Have the neighbors been notified?

Do they provide parking or does the neighborhood take up the slack? Do they remit a hotel tax to the city?

A hotel is a commercial enterprise . . . is that allowed in a residential neighborhood?


2 people like this
Posted by No Room At This PA Inn
a resident of Old Palo Alto
on Aug 22, 2019 at 6:33 pm

> If these units are rented out as temporary rental units etc. on a regular basis, the homeowner is effectively running a hotel on the property.

^^^I imagine it depends on the short-term/long-term timeframe as PA has hotel taxes that are applied for short-term stays (i.e. motels, hotels etc.).

We have a granny unit that we rent for short periods of time & refer to as a suburban Palo Alto 'bed & breakfast inn" *LOL*

A couple of individually packaged Svensons breakfast rolls + a small bottle of Tropicana orange juice & a coupon to Peets. Done deal.
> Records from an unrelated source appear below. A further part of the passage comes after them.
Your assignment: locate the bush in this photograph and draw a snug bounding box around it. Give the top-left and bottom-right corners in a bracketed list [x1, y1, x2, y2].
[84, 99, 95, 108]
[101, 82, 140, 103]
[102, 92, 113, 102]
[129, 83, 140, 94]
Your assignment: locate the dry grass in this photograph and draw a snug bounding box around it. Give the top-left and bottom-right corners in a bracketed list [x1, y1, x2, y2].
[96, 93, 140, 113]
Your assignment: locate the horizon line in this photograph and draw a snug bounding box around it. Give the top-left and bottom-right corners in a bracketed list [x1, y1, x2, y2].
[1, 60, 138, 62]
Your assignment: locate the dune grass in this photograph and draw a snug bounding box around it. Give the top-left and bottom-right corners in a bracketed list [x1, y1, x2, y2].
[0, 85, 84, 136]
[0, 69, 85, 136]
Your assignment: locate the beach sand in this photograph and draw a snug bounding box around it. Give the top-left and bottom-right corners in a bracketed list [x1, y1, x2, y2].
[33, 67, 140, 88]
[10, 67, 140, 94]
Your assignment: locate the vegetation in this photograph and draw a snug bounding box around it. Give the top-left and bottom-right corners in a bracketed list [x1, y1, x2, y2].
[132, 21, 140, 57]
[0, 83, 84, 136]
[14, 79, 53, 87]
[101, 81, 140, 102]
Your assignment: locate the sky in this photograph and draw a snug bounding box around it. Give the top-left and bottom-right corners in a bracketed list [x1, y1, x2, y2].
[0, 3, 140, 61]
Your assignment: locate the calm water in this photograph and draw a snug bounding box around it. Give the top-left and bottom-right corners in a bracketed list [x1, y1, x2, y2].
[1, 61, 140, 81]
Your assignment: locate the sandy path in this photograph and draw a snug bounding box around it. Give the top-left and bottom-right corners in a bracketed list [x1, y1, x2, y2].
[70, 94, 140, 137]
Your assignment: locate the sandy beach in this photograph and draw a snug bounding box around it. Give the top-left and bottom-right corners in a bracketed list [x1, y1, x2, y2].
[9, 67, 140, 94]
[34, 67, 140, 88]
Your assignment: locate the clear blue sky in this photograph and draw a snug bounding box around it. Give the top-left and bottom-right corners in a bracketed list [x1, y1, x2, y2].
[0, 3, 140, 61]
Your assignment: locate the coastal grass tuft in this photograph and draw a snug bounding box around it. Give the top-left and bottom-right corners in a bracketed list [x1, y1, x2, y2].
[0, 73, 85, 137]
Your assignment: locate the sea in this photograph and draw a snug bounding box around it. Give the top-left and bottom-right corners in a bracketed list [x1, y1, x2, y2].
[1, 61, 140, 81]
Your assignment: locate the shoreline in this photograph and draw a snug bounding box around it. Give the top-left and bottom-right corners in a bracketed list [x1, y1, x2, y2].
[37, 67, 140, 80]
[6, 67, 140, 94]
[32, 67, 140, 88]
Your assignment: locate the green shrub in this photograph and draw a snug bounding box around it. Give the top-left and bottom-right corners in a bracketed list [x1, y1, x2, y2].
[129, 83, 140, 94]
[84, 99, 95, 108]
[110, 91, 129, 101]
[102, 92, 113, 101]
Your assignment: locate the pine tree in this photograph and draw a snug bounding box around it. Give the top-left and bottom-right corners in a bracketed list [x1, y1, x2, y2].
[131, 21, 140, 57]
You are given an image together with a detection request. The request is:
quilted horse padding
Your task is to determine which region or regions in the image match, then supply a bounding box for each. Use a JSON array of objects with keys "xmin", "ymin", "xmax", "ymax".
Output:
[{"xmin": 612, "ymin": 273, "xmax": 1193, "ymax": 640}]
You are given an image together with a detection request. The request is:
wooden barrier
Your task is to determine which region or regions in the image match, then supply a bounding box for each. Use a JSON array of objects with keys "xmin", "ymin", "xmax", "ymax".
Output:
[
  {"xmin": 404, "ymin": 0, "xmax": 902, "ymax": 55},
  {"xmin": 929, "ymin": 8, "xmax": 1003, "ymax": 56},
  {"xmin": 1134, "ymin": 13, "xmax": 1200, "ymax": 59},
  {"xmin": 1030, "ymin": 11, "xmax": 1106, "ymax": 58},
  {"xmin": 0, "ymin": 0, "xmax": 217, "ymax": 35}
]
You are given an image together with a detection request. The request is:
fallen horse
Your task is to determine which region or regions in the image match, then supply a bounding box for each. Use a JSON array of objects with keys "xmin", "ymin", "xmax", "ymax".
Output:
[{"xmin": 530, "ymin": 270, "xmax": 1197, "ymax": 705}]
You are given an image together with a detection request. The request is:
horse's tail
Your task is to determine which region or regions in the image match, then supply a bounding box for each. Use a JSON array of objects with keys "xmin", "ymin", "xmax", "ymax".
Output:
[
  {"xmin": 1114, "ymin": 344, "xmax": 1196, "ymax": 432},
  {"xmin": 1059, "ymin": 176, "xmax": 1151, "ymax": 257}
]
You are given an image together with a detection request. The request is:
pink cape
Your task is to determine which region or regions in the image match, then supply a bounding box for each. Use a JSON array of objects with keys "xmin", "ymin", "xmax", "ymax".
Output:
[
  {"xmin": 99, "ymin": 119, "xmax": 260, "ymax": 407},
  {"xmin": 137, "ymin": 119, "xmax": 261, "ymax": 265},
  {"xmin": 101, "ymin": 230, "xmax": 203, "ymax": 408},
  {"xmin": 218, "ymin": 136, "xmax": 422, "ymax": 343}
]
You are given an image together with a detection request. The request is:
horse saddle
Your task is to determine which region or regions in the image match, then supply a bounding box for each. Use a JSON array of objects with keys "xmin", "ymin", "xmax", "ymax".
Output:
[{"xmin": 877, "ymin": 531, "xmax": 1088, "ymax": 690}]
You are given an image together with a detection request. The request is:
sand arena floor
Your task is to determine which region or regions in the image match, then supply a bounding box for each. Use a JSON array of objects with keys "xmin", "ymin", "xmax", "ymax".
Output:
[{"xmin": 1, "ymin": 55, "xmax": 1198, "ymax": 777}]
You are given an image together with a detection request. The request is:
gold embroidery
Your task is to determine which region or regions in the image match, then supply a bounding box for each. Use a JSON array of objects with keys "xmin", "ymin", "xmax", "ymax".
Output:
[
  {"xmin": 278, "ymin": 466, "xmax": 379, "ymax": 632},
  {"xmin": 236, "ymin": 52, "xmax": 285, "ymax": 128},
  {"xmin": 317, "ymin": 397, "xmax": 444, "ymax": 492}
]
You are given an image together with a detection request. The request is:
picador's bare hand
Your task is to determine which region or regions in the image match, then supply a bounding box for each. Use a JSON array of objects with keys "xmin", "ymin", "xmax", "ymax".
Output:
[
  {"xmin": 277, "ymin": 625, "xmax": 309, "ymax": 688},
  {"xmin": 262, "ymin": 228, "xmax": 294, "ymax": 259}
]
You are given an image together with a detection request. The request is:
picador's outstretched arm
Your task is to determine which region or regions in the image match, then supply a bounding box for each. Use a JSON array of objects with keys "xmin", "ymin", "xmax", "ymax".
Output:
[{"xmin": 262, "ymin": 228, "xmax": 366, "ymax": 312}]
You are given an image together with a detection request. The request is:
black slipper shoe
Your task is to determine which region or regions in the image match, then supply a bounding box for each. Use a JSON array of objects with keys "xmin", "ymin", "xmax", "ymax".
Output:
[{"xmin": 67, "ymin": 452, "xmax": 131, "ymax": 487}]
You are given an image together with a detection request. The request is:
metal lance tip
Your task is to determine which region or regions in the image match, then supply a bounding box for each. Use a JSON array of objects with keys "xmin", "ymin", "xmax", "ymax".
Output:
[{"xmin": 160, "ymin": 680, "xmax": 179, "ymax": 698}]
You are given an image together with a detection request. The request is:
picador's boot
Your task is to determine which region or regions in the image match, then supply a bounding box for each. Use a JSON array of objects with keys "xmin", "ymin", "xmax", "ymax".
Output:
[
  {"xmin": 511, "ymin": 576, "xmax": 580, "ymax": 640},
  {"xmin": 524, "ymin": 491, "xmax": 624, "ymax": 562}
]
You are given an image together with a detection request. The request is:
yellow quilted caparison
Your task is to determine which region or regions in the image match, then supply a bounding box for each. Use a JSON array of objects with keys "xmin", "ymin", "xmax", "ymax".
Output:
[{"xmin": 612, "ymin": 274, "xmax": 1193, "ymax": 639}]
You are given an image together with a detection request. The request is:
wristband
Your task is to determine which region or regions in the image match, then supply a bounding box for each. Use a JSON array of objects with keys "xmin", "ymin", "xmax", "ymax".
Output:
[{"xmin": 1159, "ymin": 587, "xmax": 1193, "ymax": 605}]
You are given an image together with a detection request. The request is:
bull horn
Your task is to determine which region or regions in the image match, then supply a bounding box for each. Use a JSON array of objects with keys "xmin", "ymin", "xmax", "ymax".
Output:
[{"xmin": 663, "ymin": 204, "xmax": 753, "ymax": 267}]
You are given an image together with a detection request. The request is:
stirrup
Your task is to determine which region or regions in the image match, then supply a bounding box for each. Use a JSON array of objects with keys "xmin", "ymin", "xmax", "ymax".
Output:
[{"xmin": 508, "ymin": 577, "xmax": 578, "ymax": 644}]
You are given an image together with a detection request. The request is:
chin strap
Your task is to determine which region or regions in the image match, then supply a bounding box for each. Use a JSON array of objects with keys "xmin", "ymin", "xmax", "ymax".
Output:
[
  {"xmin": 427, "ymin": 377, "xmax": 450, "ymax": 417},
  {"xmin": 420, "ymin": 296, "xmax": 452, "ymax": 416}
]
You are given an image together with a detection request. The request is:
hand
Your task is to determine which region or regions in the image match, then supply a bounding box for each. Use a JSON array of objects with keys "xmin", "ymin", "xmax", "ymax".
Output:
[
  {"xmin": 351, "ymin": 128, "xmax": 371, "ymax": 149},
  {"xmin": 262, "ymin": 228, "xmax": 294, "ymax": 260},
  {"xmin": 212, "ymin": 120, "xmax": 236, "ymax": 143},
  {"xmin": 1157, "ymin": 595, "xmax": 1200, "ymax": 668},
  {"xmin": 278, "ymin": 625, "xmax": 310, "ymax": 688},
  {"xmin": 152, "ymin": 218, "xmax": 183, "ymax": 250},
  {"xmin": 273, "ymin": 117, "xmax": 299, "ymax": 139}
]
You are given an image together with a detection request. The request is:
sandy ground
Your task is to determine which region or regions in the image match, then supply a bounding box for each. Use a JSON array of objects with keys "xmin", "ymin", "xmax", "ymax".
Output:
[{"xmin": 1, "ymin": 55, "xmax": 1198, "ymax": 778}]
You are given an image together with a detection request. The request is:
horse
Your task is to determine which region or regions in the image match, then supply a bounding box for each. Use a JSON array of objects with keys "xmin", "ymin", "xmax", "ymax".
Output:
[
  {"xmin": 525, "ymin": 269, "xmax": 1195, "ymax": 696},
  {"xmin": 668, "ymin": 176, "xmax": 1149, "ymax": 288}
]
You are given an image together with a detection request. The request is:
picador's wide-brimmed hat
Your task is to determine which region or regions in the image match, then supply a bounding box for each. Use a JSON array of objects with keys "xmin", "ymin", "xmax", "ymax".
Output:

No parking allowed...guests use Uber/Lyft.

An easy way to pick up $250.00 per night. We're booked solid Monday through Thursdays so 16 times $250.00...well you do the math + we rent out TWO rooms with private baths... all unreported income as well & we only accept CASH.

That's around $90K+ per year as we are closed for the Xmas/New Years holiday season.


Like this comment
Posted by Antifa
a resident of another community
on Aug 22, 2019 at 6:46 pm

Suburbia is the root of all evil in society. Racism, misogyny, homophobia, homelessness, and wealth inequality. If suburbia is to be destroyed we must seize any and every opportunity, large or small, to dismantle it piece by piece. In this way, before they even realize what is happening, it will be gone.


2 people like this
Posted by No Room At This PA Inn
a resident of Old Palo Alto
on Aug 22, 2019 at 8:12 pm

Just finished having dinner with a very wealthy Chinese entrepreneur who owns several successful manufacturing facilities in China (aka high-tech sweatshops).

He & his wife own three vacant houses in Palo Alto (for investment purposes) & he liked the idea of what I'm currently pulling off. He figured he might as well make some additional money off his houses before liquidating them so he decided over dinner to create 'bed & breakfast' houses of his own for visiting Chinese workers/students.

He's going to hire a 'housemother' for each dwelling and charge $200 per night (including three 'cost-effective' meals). It's actually going to be more along the lines of a traditional boarding house.

Clever guy...no wonder he is so rich.

Let's see now. What's 4 bedrooms times 30 days times $200 per day times 3 houses? That's going to be his 'tax-free' booty...$72K per month!

Good lord (doing the math), that's well over $850K per year.

Not bad for a recently arrived immigrant.